Après les retentissantes arrestations de politiciennes et de politiciens québécois pour des chefs d’accusation allant du complot à la corruption en passant par l’abus de confiance, des ténors libéraux ont répété à satiété que les magouilles mises en lumière par la Commission Charbonneau relevaient d’une période révolue, que les règles régissant le financement des partis politiques avaient été changées et que la page était désormais tournée. Ce discours s’avère vite bancal quand on considère que le problème ne provient pas de règles inadéquates, mais de l’inobservance des règles. Et l’on peut facilement imaginer que les nouvelles règles seront aussi contournées si l’éthique politique ne change pas ; et inférer que l’environnement social, politique et économique caractérisé par la compétition, l’individualisme, l’esprit de clan (comprendre, ici, protéger et profiter des amis), la recherche effrénée du pouvoir et de l’argent ne se prête absolument pas à quelque résurgence éthique que ce soit.

 

Soigner ses amitiés

 

Pour justifier l’appui de nombreux libéraux à la motion présentée par le Parti conservateur à la Chambre des communes, motion condamnant toute tentative de la part d’organismes, de groupes ou de particuliers du Canada de promouvoir le mouvement BDS (Boycott, Désinvestissement, Sanctions contre Israël), le ministre des Affaires étrangères Stéphane Dion invoquait la longue amitié du Canada avec ce pays. Ce faisant, il consentait implicitement à une nouvelle limitation de la liberté d’expression au Canada, car le mouvement condamné ne fait qu’appeler tout à fait pacifiquement et publiquement au boycott d’un pays qui, en occupant illégalement des territoires palestiniens, prive la population de ses droits civiques élémentaires. Au nom de l’amitié, on sacrifie la liberté… et du même coup, on se livre à une acrobatie intellectuelle en amalgamant ceux qui condamnent les politiques de colonisation d’Israël avec ceux qui souhaitent sa disparition.

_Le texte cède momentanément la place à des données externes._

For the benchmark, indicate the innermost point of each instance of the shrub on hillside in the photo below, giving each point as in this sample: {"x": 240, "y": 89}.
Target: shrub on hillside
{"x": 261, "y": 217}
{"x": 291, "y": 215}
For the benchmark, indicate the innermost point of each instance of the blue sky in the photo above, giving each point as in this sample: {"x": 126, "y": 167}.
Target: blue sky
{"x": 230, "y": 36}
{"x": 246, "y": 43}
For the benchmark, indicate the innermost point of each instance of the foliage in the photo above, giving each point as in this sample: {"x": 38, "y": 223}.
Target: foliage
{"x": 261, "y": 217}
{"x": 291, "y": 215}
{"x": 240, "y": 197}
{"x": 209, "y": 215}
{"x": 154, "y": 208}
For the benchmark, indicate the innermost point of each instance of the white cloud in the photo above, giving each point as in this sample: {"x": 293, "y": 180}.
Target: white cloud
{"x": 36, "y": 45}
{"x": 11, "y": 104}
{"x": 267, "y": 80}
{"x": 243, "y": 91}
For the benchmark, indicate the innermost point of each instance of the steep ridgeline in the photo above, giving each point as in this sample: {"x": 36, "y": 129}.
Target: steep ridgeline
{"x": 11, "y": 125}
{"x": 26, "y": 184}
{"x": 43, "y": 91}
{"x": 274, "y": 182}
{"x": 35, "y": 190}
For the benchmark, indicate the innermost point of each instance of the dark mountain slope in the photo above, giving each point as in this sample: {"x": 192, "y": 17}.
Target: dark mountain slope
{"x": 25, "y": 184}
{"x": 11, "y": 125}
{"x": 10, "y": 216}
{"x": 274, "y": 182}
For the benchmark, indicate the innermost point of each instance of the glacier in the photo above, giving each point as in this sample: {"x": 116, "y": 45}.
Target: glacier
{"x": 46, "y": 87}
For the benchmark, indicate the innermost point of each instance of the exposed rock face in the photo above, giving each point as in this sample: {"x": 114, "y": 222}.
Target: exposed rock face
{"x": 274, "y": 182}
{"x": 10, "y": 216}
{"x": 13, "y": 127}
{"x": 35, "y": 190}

Le même ministre, toujours aussi éclairé, affirmait que le Canada devait honorer ses engagements de vente d’armes à l’Arabie saoudite − pays classé parl’ONG Freedom House parmi «les pires des pires» en termes de respect des droits de l’homme – et que de toute façon la quasi-totalité des alliés du Canada leur en vendait. Y aurait-il là, au-delà d’une question d’argent, d’emplois − ou d’aveuglement − quelques amitiés non encore dévoilées?

 

L’amitié, c’est fort, très fort
Règles et principes volent par-dessus bord!

 

Quand l’amitié fait encore des ravages!

 

L’ami de Sam, actuellement sous le coup d’une poursuite pour fraude et corruption, entre autres, et banni à vie du Parti libéral du Canada, notamment, est encore sur la sellette. Il aurait cette fois contrevenu à la Loi sur le lobbyisme. Peut-être s’est-il dit qu’on ne peut considérer comme du lobbying des communications avec un ami, même s’il siège au Conseil des ministres!

Quand on a la qualité de roi
N’est-on pas au-dessus des lois?
Et pourquoi s’enfarger dans les fleurs du tapis
Quand on ne fait que se plier aux mœurs du parti?